Cost-effective measures, such as stronger regulations, including taxation, are needed to protect the population from these risks. Robust public policies are needed in other sectors such as finance, trade and agriculture.
“Healthier lifestyle choices are not simply a matter of individual choice,” said Hennis. “We really must impact the social, economic, cultural and living conditions through whole-of-government and whole-of-society actions to make the healthy choice the easier choice.”
Among specific areas to be discussed at this week’s meeting are:
· The role of legislation and regulations in modifying unhealthy environments and reducing exposure to tobacco, harmful use of alcohol, unhealthy diet and physical inactivity (the top four NCD risk factors).
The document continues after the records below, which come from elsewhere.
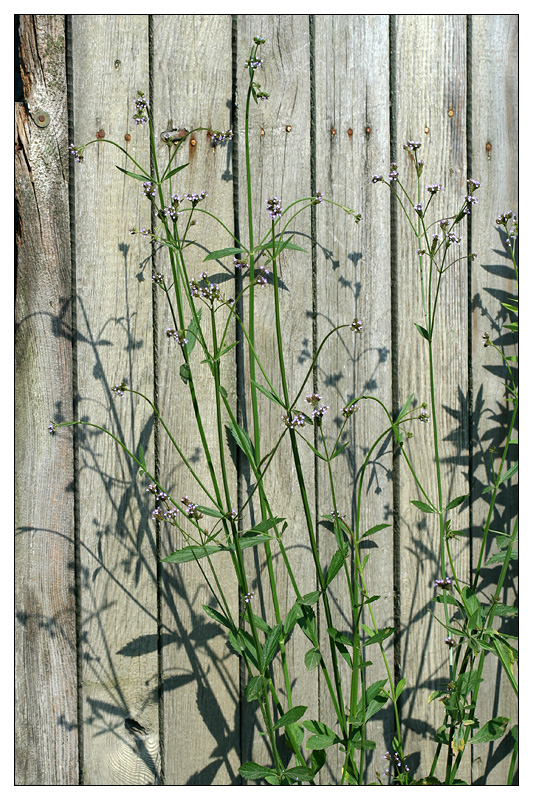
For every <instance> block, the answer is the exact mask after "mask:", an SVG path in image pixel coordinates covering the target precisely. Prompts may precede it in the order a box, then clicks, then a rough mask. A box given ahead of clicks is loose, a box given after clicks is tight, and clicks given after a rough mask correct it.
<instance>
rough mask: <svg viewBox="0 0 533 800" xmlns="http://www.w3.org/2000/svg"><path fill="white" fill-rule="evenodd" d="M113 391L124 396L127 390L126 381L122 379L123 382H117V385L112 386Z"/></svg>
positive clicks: (117, 395) (119, 396)
mask: <svg viewBox="0 0 533 800" xmlns="http://www.w3.org/2000/svg"><path fill="white" fill-rule="evenodd" d="M111 391H112V392H113V393H114V394H116V395H117V396H118V397H124V392H125V391H126V381H122V383H117V384H116V385H115V386H112V387H111Z"/></svg>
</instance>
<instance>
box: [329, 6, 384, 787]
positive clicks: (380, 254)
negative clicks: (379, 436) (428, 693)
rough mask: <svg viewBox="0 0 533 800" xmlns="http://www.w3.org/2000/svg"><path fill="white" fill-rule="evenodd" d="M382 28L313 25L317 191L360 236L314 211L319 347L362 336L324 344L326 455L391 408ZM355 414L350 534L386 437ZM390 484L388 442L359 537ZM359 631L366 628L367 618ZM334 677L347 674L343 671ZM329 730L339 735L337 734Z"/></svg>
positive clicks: (345, 469) (366, 26)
· Multisectoral action, with whole-of-government and whole-of-society approaches that place health as an economic asset, required for economic development, and to create supportive environments for health and well-being.
· A comprehensive health-system response to NCDs that includes prevention and affordable access to health care, in the context of universal access and universal health coverage.
· Stronger surveillance and improved monitoring systems to measure countries’ progress in tackling NCDs and risk factors.
· Innovative ways to efficiently and sustainably finance health systems and especially their response to NCDs and related risk factors, given the rising costs of care.
· Strategies for ensuring that NCDs remain a high priority on the Caribbean political agenda.
Caribbean countries have shown considerable leadership on NCDs at the political level. In addition to CARICOM’s 2007 Port of Spain Declaration, Caribbean leaders provided the main impetus for the 2011 United Nations High Level Meeting on Prevention and Control of NCDs.
The Caribbean leaders fully endorsed the PAHO Regional Plan of Action on the Prevention and Control of Noncommunicable Diseases, 2013-2019, which defines the multi-sector policies, health service and surveillance actions needed to achieve the reductions in NCD mortality.